From: Simon Marchi <simon.marchi@ericsson.com>
To: Pedro Alves <palves@redhat.com>, Simon Marchi <simark@simark.ca>,
<gdb-patches@sourceware.org>
Subject: Re: [PATCH 1/3] 0xff chars in name components table; cp-name-parser lex UTF-8 identifiers
Date: Mon, 20 Nov 2017 16:50:00 -0000 [thread overview]
Message-ID: <5cb02694-8f35-94ad-8bb6-6bde13258fe4@ericsson.com> (raw)

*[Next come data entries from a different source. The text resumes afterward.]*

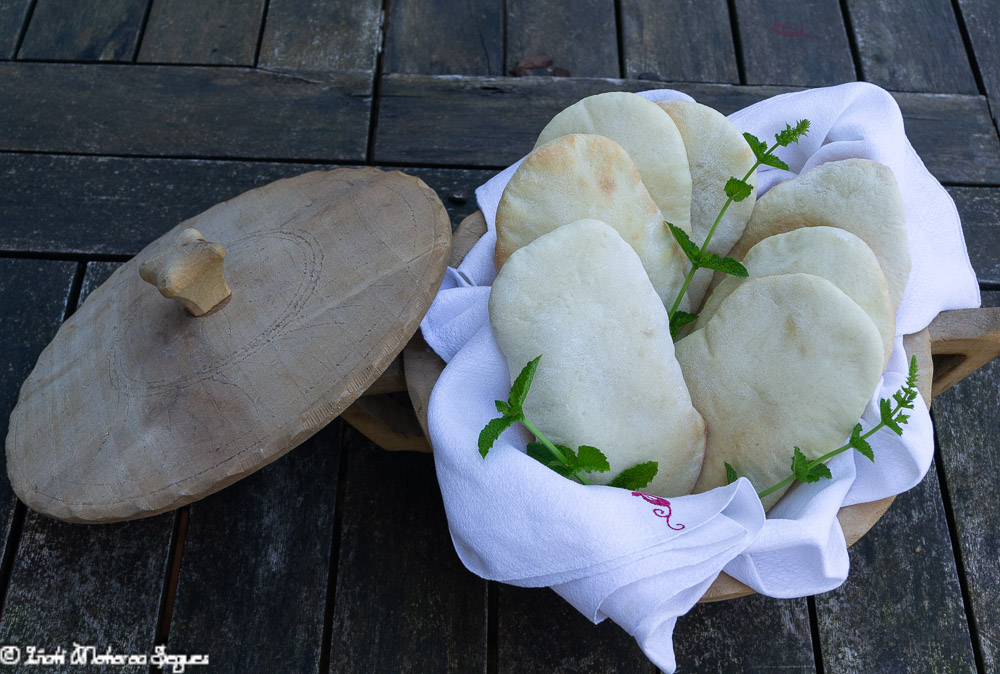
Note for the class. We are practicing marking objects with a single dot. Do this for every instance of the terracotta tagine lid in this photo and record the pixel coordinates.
(287, 303)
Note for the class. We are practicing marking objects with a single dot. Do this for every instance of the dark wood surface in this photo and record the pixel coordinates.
(202, 33)
(122, 118)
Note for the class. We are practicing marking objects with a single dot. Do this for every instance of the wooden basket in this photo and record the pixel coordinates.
(953, 346)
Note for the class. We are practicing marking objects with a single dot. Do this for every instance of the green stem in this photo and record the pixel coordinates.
(694, 265)
(823, 459)
(552, 448)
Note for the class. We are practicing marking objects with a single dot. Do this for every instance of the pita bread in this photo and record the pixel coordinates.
(858, 195)
(716, 151)
(585, 176)
(816, 359)
(650, 138)
(608, 377)
(829, 252)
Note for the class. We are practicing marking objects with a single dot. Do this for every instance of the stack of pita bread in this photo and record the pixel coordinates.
(587, 270)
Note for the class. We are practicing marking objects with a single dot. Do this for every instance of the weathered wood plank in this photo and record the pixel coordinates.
(445, 38)
(33, 296)
(752, 633)
(33, 300)
(256, 561)
(97, 273)
(793, 42)
(966, 418)
(167, 110)
(952, 136)
(911, 45)
(205, 33)
(439, 120)
(904, 588)
(66, 576)
(319, 35)
(537, 631)
(116, 206)
(679, 41)
(580, 37)
(97, 586)
(84, 30)
(979, 208)
(13, 14)
(403, 600)
(982, 21)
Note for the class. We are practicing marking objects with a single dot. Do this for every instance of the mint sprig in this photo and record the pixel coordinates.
(561, 459)
(891, 417)
(736, 189)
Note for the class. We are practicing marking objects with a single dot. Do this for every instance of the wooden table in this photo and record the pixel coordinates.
(119, 118)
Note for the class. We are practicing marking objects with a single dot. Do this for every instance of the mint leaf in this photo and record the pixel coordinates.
(539, 452)
(804, 473)
(772, 160)
(791, 135)
(491, 432)
(687, 245)
(726, 265)
(860, 444)
(519, 389)
(569, 454)
(636, 477)
(592, 460)
(758, 146)
(679, 320)
(737, 189)
(731, 474)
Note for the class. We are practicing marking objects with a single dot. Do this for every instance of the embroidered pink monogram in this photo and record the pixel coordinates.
(659, 512)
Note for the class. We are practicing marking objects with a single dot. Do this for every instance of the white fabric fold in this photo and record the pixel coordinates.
(627, 556)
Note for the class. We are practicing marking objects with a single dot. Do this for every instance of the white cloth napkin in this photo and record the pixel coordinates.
(644, 561)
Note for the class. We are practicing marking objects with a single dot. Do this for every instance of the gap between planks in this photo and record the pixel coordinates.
(956, 546)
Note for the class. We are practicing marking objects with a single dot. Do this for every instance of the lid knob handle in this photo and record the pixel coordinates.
(190, 271)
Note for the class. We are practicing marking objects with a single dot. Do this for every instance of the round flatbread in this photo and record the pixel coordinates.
(607, 377)
(829, 252)
(585, 176)
(716, 151)
(785, 361)
(648, 135)
(858, 195)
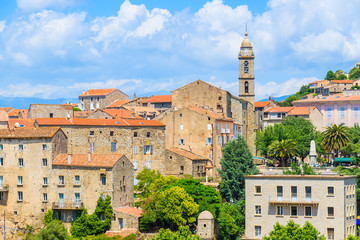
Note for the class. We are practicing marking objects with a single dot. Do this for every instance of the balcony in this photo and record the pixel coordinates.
(287, 202)
(67, 205)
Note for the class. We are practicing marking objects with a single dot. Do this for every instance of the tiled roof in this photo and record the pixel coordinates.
(97, 122)
(208, 112)
(122, 113)
(262, 104)
(47, 132)
(87, 160)
(117, 103)
(279, 109)
(27, 123)
(158, 99)
(187, 154)
(98, 92)
(16, 112)
(130, 210)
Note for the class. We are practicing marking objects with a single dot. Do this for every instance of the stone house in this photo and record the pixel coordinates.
(142, 141)
(50, 111)
(100, 98)
(180, 162)
(328, 202)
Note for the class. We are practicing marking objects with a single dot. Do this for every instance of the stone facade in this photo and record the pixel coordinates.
(50, 111)
(327, 202)
(100, 98)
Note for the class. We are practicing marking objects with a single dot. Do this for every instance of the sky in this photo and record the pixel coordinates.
(58, 48)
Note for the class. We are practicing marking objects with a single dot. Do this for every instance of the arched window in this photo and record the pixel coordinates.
(246, 67)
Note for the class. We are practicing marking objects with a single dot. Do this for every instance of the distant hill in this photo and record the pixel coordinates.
(24, 103)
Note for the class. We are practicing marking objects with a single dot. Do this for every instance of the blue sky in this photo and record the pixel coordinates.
(57, 48)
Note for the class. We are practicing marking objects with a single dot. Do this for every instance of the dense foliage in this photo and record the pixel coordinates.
(293, 231)
(96, 223)
(237, 162)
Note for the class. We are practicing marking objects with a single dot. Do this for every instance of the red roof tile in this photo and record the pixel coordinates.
(47, 132)
(96, 160)
(98, 92)
(130, 210)
(158, 99)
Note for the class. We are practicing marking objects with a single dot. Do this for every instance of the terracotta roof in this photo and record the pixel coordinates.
(117, 103)
(300, 111)
(279, 109)
(158, 99)
(262, 104)
(98, 92)
(47, 132)
(96, 160)
(122, 113)
(187, 154)
(130, 210)
(82, 114)
(342, 81)
(208, 112)
(27, 123)
(97, 122)
(16, 112)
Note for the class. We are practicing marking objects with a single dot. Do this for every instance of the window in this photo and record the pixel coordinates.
(103, 179)
(113, 147)
(293, 211)
(61, 180)
(44, 197)
(257, 189)
(21, 162)
(279, 210)
(257, 210)
(329, 113)
(258, 231)
(308, 211)
(293, 193)
(279, 190)
(92, 147)
(246, 87)
(20, 196)
(308, 193)
(20, 182)
(342, 113)
(330, 191)
(330, 211)
(330, 232)
(77, 180)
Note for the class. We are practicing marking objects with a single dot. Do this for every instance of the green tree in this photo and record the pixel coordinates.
(232, 221)
(53, 231)
(335, 137)
(293, 231)
(237, 162)
(330, 75)
(182, 234)
(284, 150)
(176, 208)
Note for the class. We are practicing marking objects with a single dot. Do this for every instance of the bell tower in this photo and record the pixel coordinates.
(246, 71)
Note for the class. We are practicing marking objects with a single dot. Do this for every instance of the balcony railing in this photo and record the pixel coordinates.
(297, 201)
(67, 205)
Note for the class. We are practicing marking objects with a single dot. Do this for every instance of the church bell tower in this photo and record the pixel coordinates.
(246, 71)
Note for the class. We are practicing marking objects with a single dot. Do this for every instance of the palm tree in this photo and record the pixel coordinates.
(335, 137)
(284, 149)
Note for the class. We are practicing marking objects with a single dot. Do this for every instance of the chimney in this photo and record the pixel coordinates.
(69, 158)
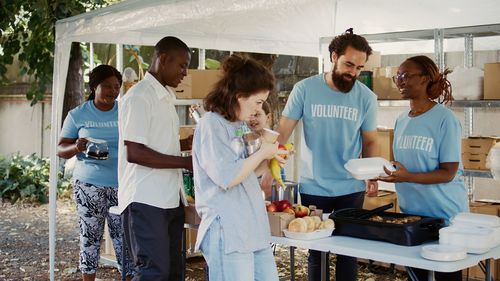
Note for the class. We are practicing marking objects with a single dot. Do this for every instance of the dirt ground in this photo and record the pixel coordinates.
(24, 249)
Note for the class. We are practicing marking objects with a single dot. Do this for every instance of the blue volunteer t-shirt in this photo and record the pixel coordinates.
(420, 144)
(87, 121)
(333, 122)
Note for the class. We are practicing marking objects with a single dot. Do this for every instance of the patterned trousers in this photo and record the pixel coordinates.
(93, 203)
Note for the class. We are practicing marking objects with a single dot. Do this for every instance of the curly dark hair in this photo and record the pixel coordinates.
(340, 43)
(439, 86)
(99, 74)
(242, 77)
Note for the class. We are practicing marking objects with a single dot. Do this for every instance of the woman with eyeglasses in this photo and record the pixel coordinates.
(427, 142)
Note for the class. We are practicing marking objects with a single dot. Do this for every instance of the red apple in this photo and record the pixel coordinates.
(301, 211)
(282, 147)
(272, 207)
(283, 204)
(289, 210)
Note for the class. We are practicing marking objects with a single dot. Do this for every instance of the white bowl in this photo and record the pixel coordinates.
(368, 168)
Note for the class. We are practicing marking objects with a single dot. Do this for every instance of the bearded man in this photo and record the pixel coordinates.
(339, 116)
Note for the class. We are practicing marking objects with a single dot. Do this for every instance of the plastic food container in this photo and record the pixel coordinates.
(475, 240)
(466, 220)
(443, 252)
(476, 219)
(368, 168)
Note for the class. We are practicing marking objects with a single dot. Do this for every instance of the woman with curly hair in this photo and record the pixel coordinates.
(427, 148)
(234, 233)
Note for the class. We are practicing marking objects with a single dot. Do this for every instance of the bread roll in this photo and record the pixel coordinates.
(317, 221)
(326, 224)
(310, 223)
(298, 225)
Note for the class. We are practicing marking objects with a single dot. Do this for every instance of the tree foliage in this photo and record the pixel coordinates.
(27, 29)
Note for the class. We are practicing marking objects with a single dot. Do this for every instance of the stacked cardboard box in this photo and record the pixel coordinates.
(191, 216)
(279, 221)
(492, 81)
(385, 140)
(475, 150)
(197, 84)
(383, 85)
(185, 131)
(476, 273)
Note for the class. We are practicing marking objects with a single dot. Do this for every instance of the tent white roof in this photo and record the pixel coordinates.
(290, 27)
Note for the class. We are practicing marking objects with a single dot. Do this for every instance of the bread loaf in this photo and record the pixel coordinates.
(298, 225)
(317, 221)
(328, 223)
(310, 223)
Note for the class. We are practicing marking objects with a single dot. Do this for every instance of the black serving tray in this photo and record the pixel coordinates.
(348, 222)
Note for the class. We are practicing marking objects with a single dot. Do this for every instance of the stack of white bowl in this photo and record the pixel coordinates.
(477, 233)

In-Reply-To: <db3aa595-1d35-51f5-bd34-1aa04707a6c8@redhat.com>
On 2017-11-20 06:56 AM, Pedro Alves wrote:
>>> +/* Starting from a search name, return the string that finds the upper
>>> + bound of all strings that start with SEARCH_NAME in a sorted name
>>> + list. Returns the empty string to indicate that the upper bound is
>>> + the end of the list. */
>>> +
>>> +static std::string
>>> +make_sort_after_prefix_name (const char *search_name)
>>> +{
>>> + /* When looking to complete "func", we find the upper bound of all
>>> + symbols that start with "func" by looking for where we'd insert
>>> + "func"-with-last-character-incremented, i.e. "fund". */
>>> + std::string after = search_name;
>>> +
>>> + /* Mind 0xff though, which is a valid character in non-UTF-8 source
>>> + character sets (e.g. Latin1 'ÿ'), and we can't rule out compilers
>>> + allowing it in identifiers. If we run into it, increment the
>>> + previous character instead and shorten the string. If the very
>>> + first character turns out to be 0xff, then the upper bound is the
>>> + end of the list.
>>
>> It's a bit of a nit, but I think this explanation could be a bit more
>> precise, and maybe simpler. Maybe you could just say that you strip all
>> trailing 0xff characters, and increment the last non-0xff character of
>> the string. If the string is composed only of 0xff characters, then the
>> upper bound is the end of the list.
>
> My problem with that is that it wouldn't explain _why_ we strip
> the 0xffs.
Right, the comment should say why, not how.
>>
>> The "If the very first character turns out to be 0xff" threw me off a bit,
>> because if you have the string "\xffa\xff", the upper bound will be "\xffb",
>> not the end of the list, despite the very first character being 0xff.
>
> I like that example. How about the following. It's even longer, but
> I think it's justified.
>
> /* Starting from a search name, return the string that finds the upper
> bound of all strings that start with SEARCH_NAME in a sorted name
> list. Returns the empty string to indicate that the upper bound is
> the end of the list. */
>
> static std::string
> make_sort_after_prefix_name (const char *search_name)
> {
> /* When looking to complete "func", we find the upper bound of all
> symbols that start with "func" by looking for where we'd insert
> the closest string that would follow "func" in lexicographical
> order. Usually, that's "func"-with-last-character-incremented,
> i.e. "fund". Mind non-ASCII characters, though. Usually those
> will be UTF-8 multi-byte sequences, but we can't be certain.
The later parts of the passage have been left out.